WPScan, the security researchers, are urging all users of the plugin to update their sites to Version 2.6.7 without delay. On a scale of 1 to 10, this vulnerability rates 9.8, signifying the most critical level. It is of utmost importance that users of the plugin perform an immediate update.

A better practice is to use allowlists, which explicitly approve specific inputs and reject anything that doesn’t match the list. This generally provides a more robust security measure.

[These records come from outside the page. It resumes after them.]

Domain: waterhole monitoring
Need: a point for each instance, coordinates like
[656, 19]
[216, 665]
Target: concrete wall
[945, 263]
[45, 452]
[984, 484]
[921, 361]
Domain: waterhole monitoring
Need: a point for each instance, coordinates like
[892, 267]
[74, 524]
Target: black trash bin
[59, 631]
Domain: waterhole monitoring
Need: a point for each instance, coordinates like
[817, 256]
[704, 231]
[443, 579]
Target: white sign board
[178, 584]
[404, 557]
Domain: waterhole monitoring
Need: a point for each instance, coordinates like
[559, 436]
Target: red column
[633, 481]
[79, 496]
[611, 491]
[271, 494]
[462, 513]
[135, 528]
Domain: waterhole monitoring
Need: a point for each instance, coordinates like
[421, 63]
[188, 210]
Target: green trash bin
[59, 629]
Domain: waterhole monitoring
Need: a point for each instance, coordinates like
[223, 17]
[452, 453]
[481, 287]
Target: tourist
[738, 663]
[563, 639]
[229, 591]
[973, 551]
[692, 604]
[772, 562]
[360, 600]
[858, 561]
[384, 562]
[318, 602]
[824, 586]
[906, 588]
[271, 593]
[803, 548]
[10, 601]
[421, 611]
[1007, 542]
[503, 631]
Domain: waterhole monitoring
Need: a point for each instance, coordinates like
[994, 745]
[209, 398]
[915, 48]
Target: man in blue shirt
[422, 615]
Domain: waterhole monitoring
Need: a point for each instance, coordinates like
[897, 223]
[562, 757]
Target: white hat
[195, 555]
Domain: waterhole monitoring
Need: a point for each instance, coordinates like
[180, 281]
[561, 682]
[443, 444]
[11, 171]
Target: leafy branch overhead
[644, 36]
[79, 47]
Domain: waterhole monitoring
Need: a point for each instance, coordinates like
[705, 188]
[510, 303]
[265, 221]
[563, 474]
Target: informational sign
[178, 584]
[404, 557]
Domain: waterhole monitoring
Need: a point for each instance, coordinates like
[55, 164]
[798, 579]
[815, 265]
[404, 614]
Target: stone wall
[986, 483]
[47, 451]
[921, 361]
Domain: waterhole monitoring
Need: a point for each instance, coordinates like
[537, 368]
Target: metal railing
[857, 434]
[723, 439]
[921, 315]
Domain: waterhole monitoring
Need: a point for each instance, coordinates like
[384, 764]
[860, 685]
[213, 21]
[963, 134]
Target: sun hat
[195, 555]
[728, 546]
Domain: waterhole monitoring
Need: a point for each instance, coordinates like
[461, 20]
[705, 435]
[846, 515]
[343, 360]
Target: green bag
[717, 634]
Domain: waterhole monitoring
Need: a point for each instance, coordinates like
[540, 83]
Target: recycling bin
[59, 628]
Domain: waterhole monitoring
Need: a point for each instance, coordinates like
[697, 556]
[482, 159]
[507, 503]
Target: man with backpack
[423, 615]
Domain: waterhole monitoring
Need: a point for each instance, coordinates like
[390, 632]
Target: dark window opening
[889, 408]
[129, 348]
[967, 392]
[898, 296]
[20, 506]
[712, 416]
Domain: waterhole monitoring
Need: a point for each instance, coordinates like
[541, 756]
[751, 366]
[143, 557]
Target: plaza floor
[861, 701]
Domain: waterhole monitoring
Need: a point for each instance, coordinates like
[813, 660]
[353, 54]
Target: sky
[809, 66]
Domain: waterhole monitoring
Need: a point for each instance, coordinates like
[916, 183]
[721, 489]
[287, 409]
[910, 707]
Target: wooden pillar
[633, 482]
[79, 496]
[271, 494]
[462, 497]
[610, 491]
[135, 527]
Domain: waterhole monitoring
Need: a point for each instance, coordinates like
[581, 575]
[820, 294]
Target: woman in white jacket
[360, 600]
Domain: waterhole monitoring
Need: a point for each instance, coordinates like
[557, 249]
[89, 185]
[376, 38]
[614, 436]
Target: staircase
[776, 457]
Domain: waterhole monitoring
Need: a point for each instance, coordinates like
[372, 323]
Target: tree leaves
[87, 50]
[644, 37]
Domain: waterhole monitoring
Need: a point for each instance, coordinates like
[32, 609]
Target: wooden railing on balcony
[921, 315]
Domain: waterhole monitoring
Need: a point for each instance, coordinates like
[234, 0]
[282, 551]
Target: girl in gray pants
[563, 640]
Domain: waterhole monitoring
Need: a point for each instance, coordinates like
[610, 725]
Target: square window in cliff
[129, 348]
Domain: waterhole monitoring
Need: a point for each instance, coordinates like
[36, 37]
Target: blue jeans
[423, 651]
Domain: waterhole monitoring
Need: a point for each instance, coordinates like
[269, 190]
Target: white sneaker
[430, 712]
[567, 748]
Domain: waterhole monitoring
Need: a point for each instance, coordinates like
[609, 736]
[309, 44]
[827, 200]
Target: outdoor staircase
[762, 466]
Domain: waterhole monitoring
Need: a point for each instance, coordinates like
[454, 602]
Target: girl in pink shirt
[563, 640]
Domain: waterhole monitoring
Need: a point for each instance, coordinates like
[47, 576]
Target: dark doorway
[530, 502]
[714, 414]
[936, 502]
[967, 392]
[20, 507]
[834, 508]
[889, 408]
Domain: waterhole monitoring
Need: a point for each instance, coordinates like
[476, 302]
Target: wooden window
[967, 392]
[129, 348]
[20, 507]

Unfortunately, differences between Ultimate Member’s blocklist logic and how WordPress handles metadata keys made it possible for attackers to deceive the plugin into updating certain keys it shouldn’t, such as “wp_capabilities,” which stores a user’s role and capabilities.

Indicators of Compromise

Throughout observations, we have detected several IP addresses that were actively attacking sites:

13.115.254.242
18.183.89.3
43.207.157.215
52.77.211.128
54.204.198.153
54.238.232.81
73.85.149.184
103.30.11.160
103.30.41.32
103.187.5.128
123.148.137.93
149.102.246.53
154.23.241.178
163.123.192.54
165.227.120.193
169.150.227.217
213.232.113.183

The typical attacks we’ve observed follow these steps:

• An initial POST request is made to the plugin’s user registration page, typically “/register.”
• The attacker then attempts to log in using the newly created account through the “/wp-login.php” page.
• Finally, a malicious plugin is uploaded through the site’s administration panel.

Common usernames for malicious accounts created during the recent attack wave include:

apadmins
wpadmins
wpenginer
segs_brutal

Other indicators of compromise include the presence of malicious plugins, themes, and code additions:

• Malicious plugins like “yyobang” and backdoors such as “autoload_one.php” were added to legitimate plugins.
• Malicious themes, for instance, “fing.”
• Modifications made to the active theme’s functions.php, which included attempts to create a persistent user named “wpadminns.”

Conclusion

Team of Ultimate Member wrote:

“Firstly, we want to say sorry for these vulnerabilities in our plugin’s code and to any website that has been impacted and the worry this may have caused by learning of the vulnerabilities. As soon as we were made aware that security vulnerabilities had been discovered in the plugin, we immediately began updating the code to patch the vulnerabilities.”

“We have released several updates since the disclosure as we worked through the vulnerabilities, and we want to say a big thank you to the team at WPScan for providing assistance and guidance with this after they got in touch to disclose the vulnerabilities.”

We strongly advise updating your Ultimate Member plugin to version 2.6.7, which addresses this security issue. To ensure your website’s protection against such vulnerabilities, we highly recommend implementing a comprehensive security plan that includes regular scanning for malicious files and maintaining backups.